XXXX99999999|x99999999999|999999999|X|X|99999999|99999999|X|99999999|99999999|99999999|9999999  999999|||X ^M
XXXX99999999|X99999999999|999999999|X|X|99999999|99999999|X|99999999|99999999|99999999|||X ^M
XXXX99999999|X99999999999|9999999999999|X|X|99999999|99999999|X|99999999|99999999|99999999||||X ^M
XXXX99999999|X99999999999|999999999|X|X|99999999|99999999|X|99999999|99999999|99999999||||X ^M
XXXX99999999|X9999999999999|999999999|X|X|99999999|99999999|X|99999999|99999999|99999999||||X ^M

Thanks
Rakesh Puli

Thank you. That is a good start.

We now know that your input looks like what you described in post #1 in this thread and that it does not look like what you described on post #10 (where there were 20 fields and two of those fields were to be changed) and it does not look like what you described in post #13 (where there were 4 fields and absolutely nothing was supposed to be changed) and it does not like what you described in post #17 update 1 (where there were 16 fields).

In addition to the number of fields changing, your description of what characters are to be considered "special" seems to vary from post to post.

If what you want to do is:

  • remove all adjacent special characters at the end of each record,
  • where a character is considered special if it is not a numeric character and it is not a <space> character,
  • the data you want to process is located in a file named file , and
  • you want the results of the above conversion to be written to standard output

then the following command should do what you want:

sed 's/[^ [:digit:]]*$//' file

This will not be sufficient if any other field is to be modified and it will not be sufficient if any other character is not to be treated as special.

Since you still have not shown us what output you hope to produce from the above sample input, we have no way of knowing which of your many different statements about what changes are to be made is the correct set of requirements.
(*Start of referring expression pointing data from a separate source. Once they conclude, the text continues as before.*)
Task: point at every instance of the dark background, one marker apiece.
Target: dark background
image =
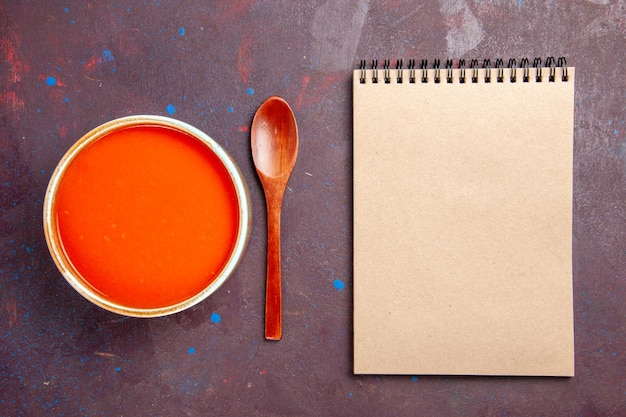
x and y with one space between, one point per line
66 67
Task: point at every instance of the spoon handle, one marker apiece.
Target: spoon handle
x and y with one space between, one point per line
273 290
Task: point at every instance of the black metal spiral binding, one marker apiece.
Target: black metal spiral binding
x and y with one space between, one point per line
538 69
387 72
500 66
563 64
512 66
437 67
424 70
524 65
375 71
363 68
412 71
551 65
449 65
474 66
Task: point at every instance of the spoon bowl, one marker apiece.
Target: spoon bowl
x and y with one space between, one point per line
274 141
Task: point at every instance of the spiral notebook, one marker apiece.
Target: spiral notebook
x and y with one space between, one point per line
463 218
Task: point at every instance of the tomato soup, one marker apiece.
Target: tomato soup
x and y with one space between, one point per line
147 215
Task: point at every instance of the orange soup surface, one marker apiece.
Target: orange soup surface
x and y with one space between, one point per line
147 215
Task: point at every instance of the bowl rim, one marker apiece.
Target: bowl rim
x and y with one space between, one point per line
63 262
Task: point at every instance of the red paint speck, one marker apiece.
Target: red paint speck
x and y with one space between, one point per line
244 62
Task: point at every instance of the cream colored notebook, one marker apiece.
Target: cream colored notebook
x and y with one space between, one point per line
463 219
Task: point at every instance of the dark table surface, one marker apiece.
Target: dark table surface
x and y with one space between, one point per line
67 67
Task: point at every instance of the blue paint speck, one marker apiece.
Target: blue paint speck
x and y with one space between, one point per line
107 56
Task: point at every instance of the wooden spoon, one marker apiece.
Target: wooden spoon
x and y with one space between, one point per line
274 138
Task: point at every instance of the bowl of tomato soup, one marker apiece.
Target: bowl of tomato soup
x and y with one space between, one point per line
146 216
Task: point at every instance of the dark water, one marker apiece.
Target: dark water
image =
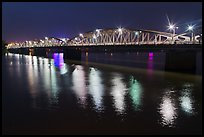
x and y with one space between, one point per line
50 96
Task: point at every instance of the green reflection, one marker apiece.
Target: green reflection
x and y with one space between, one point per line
135 93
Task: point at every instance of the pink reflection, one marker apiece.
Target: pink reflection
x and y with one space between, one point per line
58 60
150 63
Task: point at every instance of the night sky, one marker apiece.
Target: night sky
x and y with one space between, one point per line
34 20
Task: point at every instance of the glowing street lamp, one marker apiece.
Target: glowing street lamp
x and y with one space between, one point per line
81 35
173 28
120 30
191 28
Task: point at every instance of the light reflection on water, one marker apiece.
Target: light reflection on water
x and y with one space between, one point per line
118 92
79 85
43 77
96 88
168 109
136 93
186 101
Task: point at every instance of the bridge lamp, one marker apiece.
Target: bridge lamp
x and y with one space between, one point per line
190 28
171 27
97 30
136 33
120 30
81 35
94 36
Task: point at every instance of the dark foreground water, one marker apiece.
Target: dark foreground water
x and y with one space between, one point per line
49 96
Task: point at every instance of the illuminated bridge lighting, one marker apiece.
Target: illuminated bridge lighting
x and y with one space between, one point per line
113 36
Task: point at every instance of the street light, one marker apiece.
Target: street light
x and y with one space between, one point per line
81 35
190 28
173 28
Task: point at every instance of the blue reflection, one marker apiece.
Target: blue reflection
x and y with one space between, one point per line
135 93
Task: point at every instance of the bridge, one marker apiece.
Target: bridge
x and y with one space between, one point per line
113 36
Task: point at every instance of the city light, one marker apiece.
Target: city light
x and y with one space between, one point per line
190 27
120 30
81 35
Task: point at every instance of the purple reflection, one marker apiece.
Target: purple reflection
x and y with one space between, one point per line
150 63
58 59
151 54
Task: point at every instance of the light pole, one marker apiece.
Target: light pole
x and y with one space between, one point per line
190 28
173 28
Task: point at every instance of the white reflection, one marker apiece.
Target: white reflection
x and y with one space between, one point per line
186 101
118 93
96 88
168 110
135 93
79 85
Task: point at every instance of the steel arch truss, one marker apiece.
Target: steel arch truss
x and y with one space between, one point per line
120 36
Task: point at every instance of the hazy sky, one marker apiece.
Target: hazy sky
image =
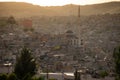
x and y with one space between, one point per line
61 2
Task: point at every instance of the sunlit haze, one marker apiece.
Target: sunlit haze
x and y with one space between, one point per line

The above code produces the output:

XXXX99999999|x99999999999|999999999|X|X|99999999|99999999|X|99999999|99999999|99999999|9999999  999999|||X 
XXXX99999999|X99999999999|999999999|X|X|99999999|99999999|X|99999999|99999999|99999999|||X 
XXXX99999999|X99999999999|9999999999999|X|X|99999999|99999999|X|99999999|99999999|99999999||||X 
XXXX99999999|X99999999999|999999999|X|X|99999999|99999999|X|99999999|99999999|99999999||||X 
XXXX99999999|X9999999999999|999999999|X|X|99999999|99999999|X|99999999|99999999|99999999||||X 

Note that the above output include a single <space> character at the end of each line.